Because, if there was one thing that I knew, it was that the punishment for tattling was always bad.
So, so bad.
CHAPTER 1
No matter how stupid you feel, remember that Little Red Riding Hood couldn’t flush out that a wolf was dressing in drag and acting like her grandmother.
-Dory’s secret thoughts
DORY
“What’s the one way you’d never like to die?” Lulu asked. “Like mine? I’ve had a fear of log trucks. After watching Final Destination, I am terrified to drive past one because all I can see is the log’s chain breaking, and them falling on me.”
“Suffocation,” I whispered, so desperately wanting to fit in, to be a normal nineteen-year-old. “I’m terrified that someone will hold me under the water and drown me.”
Or smother me with a pillow.
“What about you, Della?” Lulu asked. “What’s your worst fear?”
“Worst fear?
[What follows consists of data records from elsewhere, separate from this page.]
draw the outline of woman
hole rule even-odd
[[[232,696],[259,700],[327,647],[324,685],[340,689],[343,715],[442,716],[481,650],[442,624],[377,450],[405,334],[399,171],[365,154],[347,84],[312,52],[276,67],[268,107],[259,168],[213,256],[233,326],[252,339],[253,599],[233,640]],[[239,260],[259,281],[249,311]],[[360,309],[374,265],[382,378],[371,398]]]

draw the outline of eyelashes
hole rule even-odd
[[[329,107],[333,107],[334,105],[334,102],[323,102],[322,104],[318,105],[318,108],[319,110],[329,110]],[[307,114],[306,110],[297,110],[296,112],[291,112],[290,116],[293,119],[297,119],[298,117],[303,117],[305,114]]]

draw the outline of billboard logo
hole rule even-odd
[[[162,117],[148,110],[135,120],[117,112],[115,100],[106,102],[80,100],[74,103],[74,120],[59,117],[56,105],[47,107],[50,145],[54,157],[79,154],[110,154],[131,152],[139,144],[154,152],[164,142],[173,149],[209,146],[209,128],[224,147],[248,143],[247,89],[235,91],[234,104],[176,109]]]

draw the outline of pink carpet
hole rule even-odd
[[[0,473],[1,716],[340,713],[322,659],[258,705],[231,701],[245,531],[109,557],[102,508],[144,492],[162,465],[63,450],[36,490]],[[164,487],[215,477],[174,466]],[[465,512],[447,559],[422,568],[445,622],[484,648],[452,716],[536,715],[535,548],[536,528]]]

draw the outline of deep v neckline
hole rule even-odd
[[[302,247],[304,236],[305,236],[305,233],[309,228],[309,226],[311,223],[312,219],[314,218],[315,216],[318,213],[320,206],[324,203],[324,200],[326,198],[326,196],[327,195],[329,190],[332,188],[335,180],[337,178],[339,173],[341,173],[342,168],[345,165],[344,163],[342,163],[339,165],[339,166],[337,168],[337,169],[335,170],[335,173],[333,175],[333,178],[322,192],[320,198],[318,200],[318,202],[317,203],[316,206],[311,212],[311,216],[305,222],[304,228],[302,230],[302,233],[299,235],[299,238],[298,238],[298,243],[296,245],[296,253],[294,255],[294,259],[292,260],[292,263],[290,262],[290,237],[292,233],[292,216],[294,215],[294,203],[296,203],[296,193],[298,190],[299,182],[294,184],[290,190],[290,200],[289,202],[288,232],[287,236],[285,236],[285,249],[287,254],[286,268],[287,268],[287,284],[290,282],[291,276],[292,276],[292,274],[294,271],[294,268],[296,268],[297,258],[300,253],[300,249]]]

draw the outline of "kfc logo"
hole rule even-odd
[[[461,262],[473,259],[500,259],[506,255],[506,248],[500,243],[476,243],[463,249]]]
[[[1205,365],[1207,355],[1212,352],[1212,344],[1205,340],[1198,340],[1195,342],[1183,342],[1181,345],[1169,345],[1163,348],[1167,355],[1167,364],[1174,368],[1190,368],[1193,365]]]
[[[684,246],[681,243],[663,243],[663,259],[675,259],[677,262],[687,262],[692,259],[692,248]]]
Or worst way to die?” Della asked curiously, sipping on her illegally bought alcoholic drink.
“Either,” Lulu said.
Della shrugged. “I’m terrified of being beaten up and raped while I’m running. I carry mace and a knife with me.”
That was a horrific thought.
But since I didn’t run, that had never occurred to me before.
But, since Della was well on her way to being a superstar runner in track and field, I could see how that would be a scary situation for her.
“I have a fear of losing my boyfriend,” the newest girl to our group, Mimi, said. “Like one day, I’m gonna wake up, and he’s going to be dead.”